# Q-View of my ABT's



## itsmetimd (Sep 16, 2010)

Alright, let's do this!  I was reminded in my intro thread of that wise saying, "No pics and it didn't happen."  So I'm sharing some pics of my ABT's.  I'm cheating a bit here as I made these a while back - but they came out very well.  I know everyone has their variations - my filling is cream cheese, cheddar cheese, chorizo and some dry rub. This was a great way to get some good use out of the jalapenos I grew.

MY PEPPERS






BEFORE THE SMOKER (Actually my gas grill with heat off on one side...)






READY TO EAT!


----------



## mballi3011 (Sep 16, 2010)

Oh no Houston we have a problem !!!!!! No pictures are coming thur. But my imagination is working and they look fabulous.


----------



## itsmetimd (Sep 16, 2010)

mballi3011 said:


> Oh no Houston we have a problem !!!!!! No pictures are coming thur. But my imagination is working and they look fabulous.


Hmmmm??? Wonder what happened?  They showed up in the post preview but now I don't see them either??


----------



## pineywoods (Sep 16, 2010)

I see them fine and they look good


----------



## que-ball (Sep 16, 2010)

I see them fine also, and they look delicious!


----------



## itsmetimd (Sep 16, 2010)

Pineywoods said:


> I see them fine and they look good







Que-ball said:


> I see them fine also, and they look delicious!

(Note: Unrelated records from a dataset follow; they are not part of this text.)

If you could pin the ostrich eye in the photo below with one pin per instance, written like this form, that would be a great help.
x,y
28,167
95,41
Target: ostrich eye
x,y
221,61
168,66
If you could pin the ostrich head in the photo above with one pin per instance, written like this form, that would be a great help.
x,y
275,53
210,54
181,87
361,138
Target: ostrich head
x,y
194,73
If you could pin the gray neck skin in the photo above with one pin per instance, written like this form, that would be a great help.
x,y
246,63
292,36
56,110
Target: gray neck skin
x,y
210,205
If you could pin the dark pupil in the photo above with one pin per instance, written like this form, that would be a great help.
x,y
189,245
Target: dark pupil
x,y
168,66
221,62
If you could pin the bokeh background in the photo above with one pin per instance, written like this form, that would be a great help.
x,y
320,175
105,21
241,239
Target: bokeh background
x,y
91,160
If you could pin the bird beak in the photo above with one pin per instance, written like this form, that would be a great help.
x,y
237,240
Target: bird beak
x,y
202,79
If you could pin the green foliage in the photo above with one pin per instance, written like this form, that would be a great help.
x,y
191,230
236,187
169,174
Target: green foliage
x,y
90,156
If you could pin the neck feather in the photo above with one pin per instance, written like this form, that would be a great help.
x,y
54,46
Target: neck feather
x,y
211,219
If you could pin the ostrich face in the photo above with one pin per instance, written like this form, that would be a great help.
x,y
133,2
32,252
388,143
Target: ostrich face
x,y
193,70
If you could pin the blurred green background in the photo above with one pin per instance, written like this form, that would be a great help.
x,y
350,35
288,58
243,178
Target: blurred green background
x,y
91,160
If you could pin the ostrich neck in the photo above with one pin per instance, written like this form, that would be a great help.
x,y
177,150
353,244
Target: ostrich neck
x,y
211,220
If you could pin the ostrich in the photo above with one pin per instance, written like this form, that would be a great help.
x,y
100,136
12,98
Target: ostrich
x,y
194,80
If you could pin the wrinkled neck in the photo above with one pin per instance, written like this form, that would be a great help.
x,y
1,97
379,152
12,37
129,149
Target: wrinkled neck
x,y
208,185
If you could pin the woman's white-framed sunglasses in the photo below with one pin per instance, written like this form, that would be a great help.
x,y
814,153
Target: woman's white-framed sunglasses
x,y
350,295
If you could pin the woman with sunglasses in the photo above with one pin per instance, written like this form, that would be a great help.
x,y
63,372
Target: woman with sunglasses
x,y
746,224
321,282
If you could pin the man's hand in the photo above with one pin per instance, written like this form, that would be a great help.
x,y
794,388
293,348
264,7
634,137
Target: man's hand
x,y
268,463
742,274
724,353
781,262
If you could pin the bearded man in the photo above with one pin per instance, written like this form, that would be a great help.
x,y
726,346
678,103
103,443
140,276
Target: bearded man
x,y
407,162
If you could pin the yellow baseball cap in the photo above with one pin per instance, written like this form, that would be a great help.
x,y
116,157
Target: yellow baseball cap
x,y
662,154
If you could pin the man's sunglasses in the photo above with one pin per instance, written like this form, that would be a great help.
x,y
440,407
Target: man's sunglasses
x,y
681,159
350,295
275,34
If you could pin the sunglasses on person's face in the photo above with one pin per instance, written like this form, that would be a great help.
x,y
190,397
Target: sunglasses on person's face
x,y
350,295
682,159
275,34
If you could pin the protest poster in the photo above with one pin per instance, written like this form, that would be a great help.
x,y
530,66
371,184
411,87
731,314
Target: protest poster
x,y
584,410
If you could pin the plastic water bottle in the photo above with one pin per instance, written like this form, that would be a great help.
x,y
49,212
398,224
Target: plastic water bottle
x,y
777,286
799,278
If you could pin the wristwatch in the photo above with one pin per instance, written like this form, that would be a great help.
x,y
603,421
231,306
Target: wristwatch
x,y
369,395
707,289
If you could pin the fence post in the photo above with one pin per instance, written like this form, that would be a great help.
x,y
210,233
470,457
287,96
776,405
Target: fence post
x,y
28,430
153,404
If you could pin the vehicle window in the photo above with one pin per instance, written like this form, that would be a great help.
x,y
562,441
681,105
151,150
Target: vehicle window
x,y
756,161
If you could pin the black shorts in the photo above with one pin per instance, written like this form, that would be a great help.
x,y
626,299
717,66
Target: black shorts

Thanks!  I uploaded the pics a different way and it looks like it fixed it.  I'll be making some more of these this weekend along with some fatties and ribs.


----------



## smoke_chef (Sep 16, 2010)

Looks great!!  Thanks for the q-view. I love the idea of rub on the beacon. I'll do that next time!


----------



## erodinamik (Sep 17, 2010)

Those look awesome.  I like your recipe too, might borrow.  I bought some Jalapenos last weekend but ran out of time to make them.  It's been a long week sitting at work thinking about all the smoking I need to do this weekend, and I think ABTs are first on the list!


----------



## smokin-jim (Oct 4, 2010)

Great looking ABT's. You said that you used your gas grill. Did you get any smoke from a smoker box or foil pack? I haven't tried them on  my grill.


----------



## scarbelly (Oct 5, 2010)

Those are very similar to mine - I add pepperjack and Chipotle - looking real good from here


----------



## itsmetimd (Oct 5, 2010)

Smokin-Jim said:


> Great looking ABT's. You said that you used your gas grill. Did you get any smoke from a smoker box or foil pack? I haven't tried them on  my grill.




Yep.  I have one of those cast iron smoke boxes that I put some chips in to get all that smokey deliciousness!


----------